Si la consommation des produits hydro-alcooliques progresse, la vigilance reste de mise en matière d'hygiène des mains. C'est la raison pour laquelle Roselyne Bachelot a annoncé qu'une nouvelle journée Hygiène des mains serait organisée le 5 mai prochain, dans le cadre de la campagne mondiale de l'Organisation mondiale de la santé, «Save lives : clean your hands». À cette occasion, la ministre devrait faire un « déplacement signifiant ». Cela étant, se félicite-t-elle, « la part des établissements obtenant une bonne ou une très bonne note dans ce domaine est passée de 11 % en 2006 à près de 25 % en 2007 ». Globalement, indique le bilan du programme national 2005-2008, sur cette période, « 75 % des établissements de santé ont doublé leur consommation annuelle en volume de solutions hydro-alcooliques ». Des progrès demeurent encore «indispensables» en la matière, selon la ministre qui rappelle que l'hygiène des mains est un facteur essentiel pour éviter « la transmission de bactéries multirésistantes aux antibiotiques de patient à patient ».

Glossaire

Clin : Comité de lutte contre les infections nosocomiales.

Cclin : Centre de coordination de la lutte contre les infections nosocomiales.

COMPAQH : Coordination pour la mesure de la performance et l'amélioration de la qualité hospitalière.

CTIN : Comité technique des infections nosocomiales.

Ctinils : Comité technique des infections nosocomiales et des infections liées aux soins.

EOHH : Équipe opérationnelle d'hygiène hospitalière.

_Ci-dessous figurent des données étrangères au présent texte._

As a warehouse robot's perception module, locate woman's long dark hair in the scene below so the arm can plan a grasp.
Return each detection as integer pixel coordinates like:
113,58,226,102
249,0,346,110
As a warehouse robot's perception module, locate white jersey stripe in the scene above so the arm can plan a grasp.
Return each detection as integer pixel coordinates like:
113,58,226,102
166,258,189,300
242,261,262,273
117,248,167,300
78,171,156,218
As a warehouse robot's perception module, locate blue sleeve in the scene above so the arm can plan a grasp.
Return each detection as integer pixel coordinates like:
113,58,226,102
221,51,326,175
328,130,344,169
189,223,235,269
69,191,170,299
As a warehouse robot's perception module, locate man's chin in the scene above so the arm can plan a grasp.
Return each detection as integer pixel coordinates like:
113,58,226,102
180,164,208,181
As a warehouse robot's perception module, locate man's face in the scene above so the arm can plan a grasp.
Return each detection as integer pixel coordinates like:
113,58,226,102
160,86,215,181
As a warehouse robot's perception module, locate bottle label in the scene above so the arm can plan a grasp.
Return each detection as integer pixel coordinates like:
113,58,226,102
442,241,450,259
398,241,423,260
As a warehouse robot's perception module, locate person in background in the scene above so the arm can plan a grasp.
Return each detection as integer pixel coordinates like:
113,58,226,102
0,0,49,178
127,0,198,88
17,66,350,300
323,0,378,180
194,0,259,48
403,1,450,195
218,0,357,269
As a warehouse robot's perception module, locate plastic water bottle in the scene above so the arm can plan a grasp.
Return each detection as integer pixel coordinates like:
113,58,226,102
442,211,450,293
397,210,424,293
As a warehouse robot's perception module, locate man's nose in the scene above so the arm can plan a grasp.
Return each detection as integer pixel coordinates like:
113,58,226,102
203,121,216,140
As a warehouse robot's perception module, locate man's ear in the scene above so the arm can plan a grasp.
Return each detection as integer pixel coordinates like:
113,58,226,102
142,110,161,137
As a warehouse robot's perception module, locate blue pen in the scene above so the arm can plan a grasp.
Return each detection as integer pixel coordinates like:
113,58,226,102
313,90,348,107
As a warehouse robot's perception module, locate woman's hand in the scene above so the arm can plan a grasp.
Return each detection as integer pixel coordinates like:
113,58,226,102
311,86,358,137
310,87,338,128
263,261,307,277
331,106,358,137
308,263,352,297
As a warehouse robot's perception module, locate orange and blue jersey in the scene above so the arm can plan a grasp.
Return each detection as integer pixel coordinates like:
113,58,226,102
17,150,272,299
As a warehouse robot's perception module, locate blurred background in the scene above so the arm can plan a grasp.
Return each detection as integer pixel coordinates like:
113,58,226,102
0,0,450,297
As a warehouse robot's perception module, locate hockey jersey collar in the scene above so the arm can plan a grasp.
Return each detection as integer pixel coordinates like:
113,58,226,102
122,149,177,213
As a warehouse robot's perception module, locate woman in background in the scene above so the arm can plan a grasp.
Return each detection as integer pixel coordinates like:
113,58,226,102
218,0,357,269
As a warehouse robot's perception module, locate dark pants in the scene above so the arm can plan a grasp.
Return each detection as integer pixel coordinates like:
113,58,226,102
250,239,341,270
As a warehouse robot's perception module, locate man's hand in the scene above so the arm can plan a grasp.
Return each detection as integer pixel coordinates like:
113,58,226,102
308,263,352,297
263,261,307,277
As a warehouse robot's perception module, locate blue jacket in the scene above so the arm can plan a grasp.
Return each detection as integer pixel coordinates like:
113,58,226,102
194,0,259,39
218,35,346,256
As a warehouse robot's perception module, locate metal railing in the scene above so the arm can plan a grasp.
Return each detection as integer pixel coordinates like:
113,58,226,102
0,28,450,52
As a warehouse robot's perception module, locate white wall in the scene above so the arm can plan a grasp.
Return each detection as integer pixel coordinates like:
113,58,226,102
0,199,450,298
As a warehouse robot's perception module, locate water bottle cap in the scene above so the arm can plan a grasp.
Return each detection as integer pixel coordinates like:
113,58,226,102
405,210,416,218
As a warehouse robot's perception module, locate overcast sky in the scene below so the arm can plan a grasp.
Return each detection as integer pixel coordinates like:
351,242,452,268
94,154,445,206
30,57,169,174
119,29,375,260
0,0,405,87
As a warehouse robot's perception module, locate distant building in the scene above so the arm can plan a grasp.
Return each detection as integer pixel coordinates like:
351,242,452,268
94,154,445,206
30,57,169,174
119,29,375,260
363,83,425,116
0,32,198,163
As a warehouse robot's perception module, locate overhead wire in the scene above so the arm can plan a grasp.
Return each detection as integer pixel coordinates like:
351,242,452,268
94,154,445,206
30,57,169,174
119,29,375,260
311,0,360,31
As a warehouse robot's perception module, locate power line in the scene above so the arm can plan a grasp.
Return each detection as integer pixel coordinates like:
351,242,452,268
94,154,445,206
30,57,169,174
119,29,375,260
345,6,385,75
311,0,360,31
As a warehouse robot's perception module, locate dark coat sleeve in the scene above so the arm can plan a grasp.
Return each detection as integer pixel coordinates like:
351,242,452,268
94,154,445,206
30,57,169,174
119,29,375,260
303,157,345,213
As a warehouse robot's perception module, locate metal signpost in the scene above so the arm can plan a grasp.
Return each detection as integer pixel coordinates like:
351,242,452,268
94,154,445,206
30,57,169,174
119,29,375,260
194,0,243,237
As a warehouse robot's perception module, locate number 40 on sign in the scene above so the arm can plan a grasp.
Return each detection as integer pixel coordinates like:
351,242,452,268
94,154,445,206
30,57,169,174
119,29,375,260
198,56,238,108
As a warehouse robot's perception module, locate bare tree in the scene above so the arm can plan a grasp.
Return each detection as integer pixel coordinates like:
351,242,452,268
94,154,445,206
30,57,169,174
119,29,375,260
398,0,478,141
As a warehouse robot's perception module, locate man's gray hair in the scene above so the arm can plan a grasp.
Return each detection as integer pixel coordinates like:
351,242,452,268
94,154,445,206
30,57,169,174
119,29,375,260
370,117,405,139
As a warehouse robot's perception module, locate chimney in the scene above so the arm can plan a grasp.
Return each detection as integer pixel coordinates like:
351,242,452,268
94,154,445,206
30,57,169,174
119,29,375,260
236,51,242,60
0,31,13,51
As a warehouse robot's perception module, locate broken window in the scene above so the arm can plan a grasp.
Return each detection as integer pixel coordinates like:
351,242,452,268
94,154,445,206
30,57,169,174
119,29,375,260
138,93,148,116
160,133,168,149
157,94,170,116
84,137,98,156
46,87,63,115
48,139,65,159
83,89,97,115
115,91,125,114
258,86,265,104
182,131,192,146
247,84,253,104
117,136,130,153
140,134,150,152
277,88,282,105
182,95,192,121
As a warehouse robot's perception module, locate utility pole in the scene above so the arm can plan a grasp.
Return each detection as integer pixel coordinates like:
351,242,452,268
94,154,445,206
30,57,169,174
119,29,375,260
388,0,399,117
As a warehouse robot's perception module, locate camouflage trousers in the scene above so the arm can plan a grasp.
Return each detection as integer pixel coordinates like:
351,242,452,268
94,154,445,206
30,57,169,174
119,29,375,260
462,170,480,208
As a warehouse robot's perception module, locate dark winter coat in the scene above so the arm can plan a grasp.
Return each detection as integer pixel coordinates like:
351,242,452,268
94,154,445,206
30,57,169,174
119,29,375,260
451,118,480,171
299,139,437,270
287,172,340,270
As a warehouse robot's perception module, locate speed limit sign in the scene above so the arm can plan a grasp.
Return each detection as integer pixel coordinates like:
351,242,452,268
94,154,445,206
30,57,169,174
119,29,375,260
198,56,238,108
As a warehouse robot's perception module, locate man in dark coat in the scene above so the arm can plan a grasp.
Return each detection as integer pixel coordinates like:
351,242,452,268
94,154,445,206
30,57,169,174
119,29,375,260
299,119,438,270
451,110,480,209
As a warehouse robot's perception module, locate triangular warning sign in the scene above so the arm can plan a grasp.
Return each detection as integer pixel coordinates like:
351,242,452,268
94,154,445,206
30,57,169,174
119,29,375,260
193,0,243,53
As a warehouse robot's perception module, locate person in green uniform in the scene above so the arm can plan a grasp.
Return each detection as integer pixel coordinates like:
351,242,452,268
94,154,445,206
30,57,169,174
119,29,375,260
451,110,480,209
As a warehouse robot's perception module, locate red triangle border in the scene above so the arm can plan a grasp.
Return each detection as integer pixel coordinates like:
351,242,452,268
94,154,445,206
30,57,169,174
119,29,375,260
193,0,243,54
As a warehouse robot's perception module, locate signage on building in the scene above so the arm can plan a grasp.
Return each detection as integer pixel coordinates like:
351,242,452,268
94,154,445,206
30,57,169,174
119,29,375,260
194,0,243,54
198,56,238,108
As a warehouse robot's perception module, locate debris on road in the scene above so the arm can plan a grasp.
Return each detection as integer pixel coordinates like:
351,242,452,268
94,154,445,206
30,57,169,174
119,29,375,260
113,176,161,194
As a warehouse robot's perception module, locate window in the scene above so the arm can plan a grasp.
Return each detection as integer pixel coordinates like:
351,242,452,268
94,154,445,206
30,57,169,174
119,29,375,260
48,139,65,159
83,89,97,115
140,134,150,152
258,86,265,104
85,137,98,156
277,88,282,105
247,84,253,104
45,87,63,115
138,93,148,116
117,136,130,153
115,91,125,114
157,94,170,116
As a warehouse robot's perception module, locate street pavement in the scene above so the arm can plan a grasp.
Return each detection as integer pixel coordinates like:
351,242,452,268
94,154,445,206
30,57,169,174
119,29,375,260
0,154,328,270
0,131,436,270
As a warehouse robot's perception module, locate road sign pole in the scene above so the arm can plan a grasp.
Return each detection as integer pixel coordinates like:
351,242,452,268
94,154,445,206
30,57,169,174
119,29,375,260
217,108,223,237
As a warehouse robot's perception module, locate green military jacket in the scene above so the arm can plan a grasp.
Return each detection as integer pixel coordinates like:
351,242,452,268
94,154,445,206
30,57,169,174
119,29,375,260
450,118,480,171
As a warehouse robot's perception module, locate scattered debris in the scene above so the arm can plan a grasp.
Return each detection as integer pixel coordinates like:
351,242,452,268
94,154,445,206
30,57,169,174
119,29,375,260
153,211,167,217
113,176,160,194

Raisin : Réseau d'alerte, d'investigation et de surveillance des infections nosocomiales.

Icalin : Indicateur composite d'activités de lutte contre les infections nosocomiales.

ICSHA : Indicateur de consommation de solutions ou de produits hydro-alcooliques.

Surviso : Surveillance des infections du site opératoire.

ICATB : Indice composite du bon usage des antibiotiques.

SARM : Indice triennal de mesure des Staphylocoques dorés résistants à la méticilline.

Score Agrégé : Indice introduit en 2006 qui résume quatre indices pondérés (Icalin 40 %, ICSHA 30 %, ICATB 20 % et Surviso 10 %) pour les « rendre lisibles en une seule fois ».